Desta vez não há claquetes, câmeras ou ação. Um dos cineastas
mais originais do século terminado, o galês de 59 anos está temporariamente no corpo a corpo com
as artes plásticas. Ele não se contentou em ser apenas um dos curadores da primeira edição da
Bienal de Valência. Os organizadores lhe desafiaram a criar também uma obra para a mostra e ele
não tirou o corpo fora.
Foi em meio à elaboração de sua
"Enciclopédia Associativa do
Corpo Humano" (leia texto abaixo), feita com cem tipos de objetos, tais como os cotonetes, as
chupetas e as canetas, que Greenaway se fez corpo presente para
esta entrevista com a Folha.
"A arte tem discutido muito o
corpo nos últimos 20 anos graças
ao desejo de uma reação do homem contra a mecanização do
universo.

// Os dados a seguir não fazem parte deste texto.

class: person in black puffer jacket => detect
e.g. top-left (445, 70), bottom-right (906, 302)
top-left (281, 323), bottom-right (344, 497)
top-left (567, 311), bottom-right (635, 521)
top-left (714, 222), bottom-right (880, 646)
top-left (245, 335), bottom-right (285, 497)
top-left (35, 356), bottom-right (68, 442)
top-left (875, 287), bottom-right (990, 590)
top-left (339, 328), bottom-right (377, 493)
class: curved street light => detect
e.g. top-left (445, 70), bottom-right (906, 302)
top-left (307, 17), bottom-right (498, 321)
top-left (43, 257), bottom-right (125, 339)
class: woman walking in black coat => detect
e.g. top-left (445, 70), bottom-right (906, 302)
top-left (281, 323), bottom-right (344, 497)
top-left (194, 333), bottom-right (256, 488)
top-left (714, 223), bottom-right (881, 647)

Você mesmo está usando um gravador, e não a sua cabeça, para guardar minhas respostas", brinca o cineasta.
Leia a seguir trechos da conversa na qual Greenaway fala sobre o
corpo de seu trabalho, explica
porque não acredita em alma ou
em pecado, adianta a fisionomia
de seu próximo filme e assina um
atestado de óbito prévio para um
corpo moribundo: o cinema.
Folha - Seus filmes sempre discutiram a relação do homem com o
corpo. Em "O Cozinheiro, o Ladrão,
a Mulher e Seu Amante" (1989), há
um corpo sendo devorado. Em "O
Livro de Cabeceira" (1995), a escrita sobre a pele humana. Qual a relação entre o corpo de seu cinema e
essa mostra sobre o corpo humano
que o sr. criou em Valência?
Peter Greenaway - Como um cineasta eu sempre quis pôr o homem no centro de cada fotograma. Sempre quis colocar o corpo
no miolo da minha obra, pois
acredito que as religiões mudam
todas as semanas, os sistemas políticos mudam a cada tarde, mas o
corpo é sempre igual. É essa mesma fascinação pelo corpo que eu
trouxe para cá. A diferença é que
não estou brincando com projeções ou com cinema, estou jogando o jogo da museologia.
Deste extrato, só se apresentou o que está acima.